Badan Meteorologi, Klimatologi, dan Geofisika (BMKG) telah menyoroti dampak perubahan iklim yang signifikan terhadap Indonesia. Sejak abad ke-19, BMKG melakukan pemantauan iklim secara sistematis untuk mengidentifikasi tanda-tanda perubahan yang mengancam lingkungan dan kehidupan masyarakat.
Deputi Bidang Klimatologi BMKG, Ardhasena Sopaheluwakan, menyatakan bahwa data yang diperoleh menunjukkan tren kenaikan temperatur yang mencolok, terutama sejak tahun 1860-an. Pemetaan ini tidak hanya penting bagi penelitian ilmiah, tetapi juga untuk merespons kebutuhan masyarakat akan informasi terkait perubahan iklim.
Lalu, pemantauan ini melibatkan berbagai indikator, salah satunya adalah suhu udara yang meningkat. Dia menambahkan bahwa hal ini menjadi tanda nyata bahwa perubahan iklim bukan hanya ancaman di masa depan, tetapi sudah terjadi saat ini.
Dampak Perubahan Iklim Terhadap Suhu di Indonesia
BMKG mencatat bahwa suhu udara di seluruh wilayah Indonesia mengalami tren kenaikan. Meskipun demikian, laju kenaikan temperatur tidak seragam di setiap daerah; daerah perkotaan cenderung mengalami kenaikan yang lebih signifikan. Hal ini mengisyaratkan adanya tekanan tambahan dari aktivitas manusia.
Data menunjukkan bahwa tahun 2024 tercatat sebagai tahun terpanas dalam sejarah pengukuran iklim di Indonesia. Ini menjadi suatu perhatian serius bagi para ilmuwan, karena suhu yang lebih tinggi berpotensi mempengaruhi kesehatan manusia, produktivitas pertanian, dan ekosistem secara keseluruhan.
Kenaikan suhu ini juga berdampak pada pola curah hujan. BMKG melaporkan variasi yang cukup besar dalam curah hujan di beberapa lokasi, dengan beberapa daerah merasakan peningkatan sementara yang lain mengalami pengurangan. Hal ini menunjukkan bahwa perubahan iklim telah mengubah pola cuaca tradisional Indonesia.
Proyeksi Perubahan Iklim dan Efek Jangka Panjang
Melihat proyeksi ke depan, Ardhasena menjelaskan bahwa tahun 2026 tidak diharapkan menjadi lebih panas dibandingkan 2024 karena pengaruh La Nina, yang berfungsi sebagai faktor pendingin sementara.

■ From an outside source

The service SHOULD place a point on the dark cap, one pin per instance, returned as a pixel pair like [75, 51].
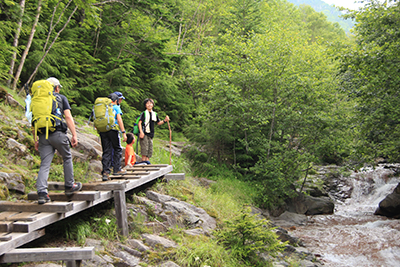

Namun, ini tidak berarti bahwa ancaman pemanasan global dapat diabaikan.
Secara kumulatif, sistem iklim global terus mengalami pemanasan, yang memicu percepatan siklus hidrologi. Dalam jangka panjang, dampak dari perubahan ini akan semakin jelas, terutama melalui fenomena ekstrem seperti gelombang panas yang dapat mengguncang belahan bumi lainnya.
Dalam konteks Indonesia, meskipun gerakan udara di wilayah ini umumnya vertikal, yang mencegah masuknya gelombang panas, kenaikan kelembapan dan suhu tetap menjadi perhatian utama. Para ilmuwan berpengalaman meminta agar kebijakan adaptasi dan mitigasi dibenahi untuk menghadapi perubahan yang ada.
Perlunya Kesadaran dan Tindakan Kolektif
Di tengah ancaman yang terus meningkat ini, kesadaran masyarakat tentang perubahan iklim menjadi sangat penting. Edukasi mengenai dampak dan tindakan preventif perlu digalakkan untuk memastikan bahwa semua lapisan masyarakat bisa berkontribusi pada mitigasi perubahan iklim.
Berbagai pihak, termasuk pemerintah, LSM, dan komunitas lokal, perlu bersinergi dalam merumuskan kebijakan yang efektif. Masyarakat juga didorong untuk lebih proaktif dalam menjaga lingkungan, seperti mengurangi limbah plastik dan menggunakan energi terbarukan.
Jadi, selaiknya kita membangun kesadaran kolektif untuk menghadapi perubahan iklim. Langkah-langkah kecil yang diambil secara individu bisa berkontribusi pada keseluruhan upaya pencegahan dan adaptasi terhadap dampak perubahan iklim yang semakin nyata ini.